Spoiler alert: about three quarters of the way through, having been reading a narrative that tells you what happens over the course of three years or so in fine-grained detail, the reader turns the page to be confronted with the words ‘five thousand years later’. What follows is really an extended epilogue. I have to say that it doesn’t work as well as most of the mad ideas that Stephenson has when he’s making novels, but he’s founded a career on tearing up the rulebook, and I’m happy in principle that he’s continuing to do so. I think what he really needed here was an entire sequel of about the same length, but he wanted to explore some ideas about what kind of a society humans might come up with if they had to get off-planet sharpish and stay there for a long time. His thoughts are extremely interesting and entertaining. It’s basically an extremely strong bit of world-building (as was the first half of the book, where the world he built was considerably closer to our own), in which he explores the ramifications of everything that happened in the few years of the opening narrative—a narrative which constitutes a kind of historical bottleneck for humanity.

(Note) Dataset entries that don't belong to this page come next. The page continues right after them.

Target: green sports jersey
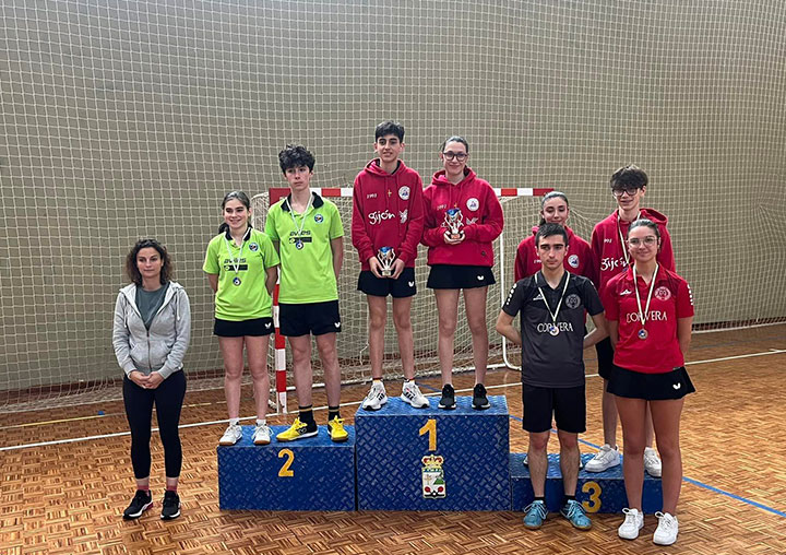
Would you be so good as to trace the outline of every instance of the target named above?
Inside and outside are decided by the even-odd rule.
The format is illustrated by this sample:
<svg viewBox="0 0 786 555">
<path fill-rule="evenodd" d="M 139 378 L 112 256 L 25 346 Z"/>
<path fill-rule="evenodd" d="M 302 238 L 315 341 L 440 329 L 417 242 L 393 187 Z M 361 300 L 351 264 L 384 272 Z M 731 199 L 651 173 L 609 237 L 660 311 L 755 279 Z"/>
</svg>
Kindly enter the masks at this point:
<svg viewBox="0 0 786 555">
<path fill-rule="evenodd" d="M 249 227 L 242 247 L 235 245 L 229 232 L 213 237 L 202 270 L 218 274 L 216 318 L 235 322 L 271 318 L 273 299 L 264 285 L 265 270 L 279 263 L 273 243 L 258 229 Z"/>
<path fill-rule="evenodd" d="M 271 240 L 279 241 L 279 303 L 302 305 L 338 299 L 331 240 L 343 237 L 344 227 L 336 205 L 315 192 L 311 194 L 311 206 L 305 214 L 293 214 L 288 202 L 291 196 L 267 212 L 265 233 Z"/>
</svg>

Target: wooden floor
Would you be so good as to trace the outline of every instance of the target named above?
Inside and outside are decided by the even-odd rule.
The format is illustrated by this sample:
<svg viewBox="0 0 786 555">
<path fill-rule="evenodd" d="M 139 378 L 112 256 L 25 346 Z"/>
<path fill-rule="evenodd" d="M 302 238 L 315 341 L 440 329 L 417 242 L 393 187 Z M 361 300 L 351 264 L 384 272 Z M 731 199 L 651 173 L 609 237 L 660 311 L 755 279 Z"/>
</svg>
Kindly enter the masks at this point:
<svg viewBox="0 0 786 555">
<path fill-rule="evenodd" d="M 602 381 L 594 376 L 594 352 L 586 357 L 588 432 L 582 450 L 591 452 L 591 445 L 603 442 Z M 78 438 L 0 451 L 0 553 L 786 553 L 786 326 L 694 335 L 690 358 L 698 392 L 682 417 L 686 482 L 679 541 L 669 548 L 651 541 L 654 517 L 639 540 L 626 542 L 617 538 L 618 515 L 593 516 L 593 529 L 579 532 L 555 515 L 543 529 L 528 531 L 514 512 L 222 511 L 215 446 L 226 424 L 206 423 L 226 418 L 225 404 L 222 391 L 202 391 L 186 399 L 182 424 L 193 426 L 181 430 L 182 516 L 169 522 L 157 516 L 164 484 L 156 437 L 154 510 L 138 521 L 119 517 L 133 494 L 121 403 L 0 415 L 0 448 Z M 472 379 L 461 376 L 456 387 L 471 388 Z M 438 379 L 421 383 L 439 388 Z M 499 386 L 491 392 L 507 394 L 514 415 L 521 415 L 517 383 L 514 371 L 495 371 L 487 380 Z M 389 392 L 397 388 L 391 385 Z M 250 391 L 243 394 L 241 412 L 251 415 Z M 357 402 L 365 388 L 342 394 L 344 402 Z M 324 404 L 321 392 L 314 404 Z M 356 408 L 344 409 L 347 421 Z M 317 416 L 323 423 L 325 413 Z M 88 437 L 111 434 L 117 435 Z M 526 449 L 513 418 L 511 449 Z"/>
</svg>

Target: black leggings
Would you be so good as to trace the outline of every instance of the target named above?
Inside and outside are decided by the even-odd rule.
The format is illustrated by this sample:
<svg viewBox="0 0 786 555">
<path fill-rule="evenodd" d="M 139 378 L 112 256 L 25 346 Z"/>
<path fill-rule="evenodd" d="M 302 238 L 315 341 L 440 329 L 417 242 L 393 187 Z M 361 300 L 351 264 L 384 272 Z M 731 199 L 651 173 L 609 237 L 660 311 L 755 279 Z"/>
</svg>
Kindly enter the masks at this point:
<svg viewBox="0 0 786 555">
<path fill-rule="evenodd" d="M 123 377 L 123 403 L 131 427 L 131 462 L 134 476 L 150 476 L 151 417 L 153 403 L 158 420 L 158 434 L 164 445 L 164 465 L 167 477 L 178 477 L 182 465 L 180 447 L 180 409 L 186 397 L 186 373 L 178 370 L 162 381 L 156 389 L 143 389 Z"/>
</svg>

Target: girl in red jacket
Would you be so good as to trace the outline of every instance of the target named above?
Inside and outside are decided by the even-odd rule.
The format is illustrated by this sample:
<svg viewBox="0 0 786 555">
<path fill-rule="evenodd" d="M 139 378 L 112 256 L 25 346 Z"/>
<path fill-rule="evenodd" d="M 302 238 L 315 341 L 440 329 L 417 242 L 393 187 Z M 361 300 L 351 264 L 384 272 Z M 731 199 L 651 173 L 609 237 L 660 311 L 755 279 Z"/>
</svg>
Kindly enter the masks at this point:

I guess that one thing he postulates (without explicitly stating it) is that a technologically advanced society which is able to continually watch all the earlier versions of itself on video, would change a lot less over the millennia than one that has to confront the constantly receding horizon of living memory. Broadly, I agree, but I didn’t find the degree of cultural continuity that Stephenson imagines to be that plausible. Five thousand years is roughly as much recorded human history as we have had to date, and even with the limited cultural memory we inherit from the start of that time, we can tell that a thousand years of historical distance amounts to an enormous gulf of cultural difference. We might be able to watch videos of ourselves in five thousand years, but we will have forgotten irretrievably what it was like to be us, in my opinion. However, the stuff Stephenson makes up here is extremely cool, so I enjoyed it anyway. In the final analysis, this narrative appendix feels rushed, and it is absolutely crammed with explication, either in the mouths of the characters or of the narrator, for which reason I felt it would have been better presented as a meta-documentary appendix, or as another novel altogether. All of this might be okay if it was really, really important, but actually, in comparison to the unfeasibly high stakes of the first narrative, what happens in the second one is kind of inconsequential. I’ve never said that Stephenson was a perfect writer, and this is largely a novel of surpassing brilliance, but it has this one major flaw, which is rather more obvious than the flaws in any of his other books that I’ve read.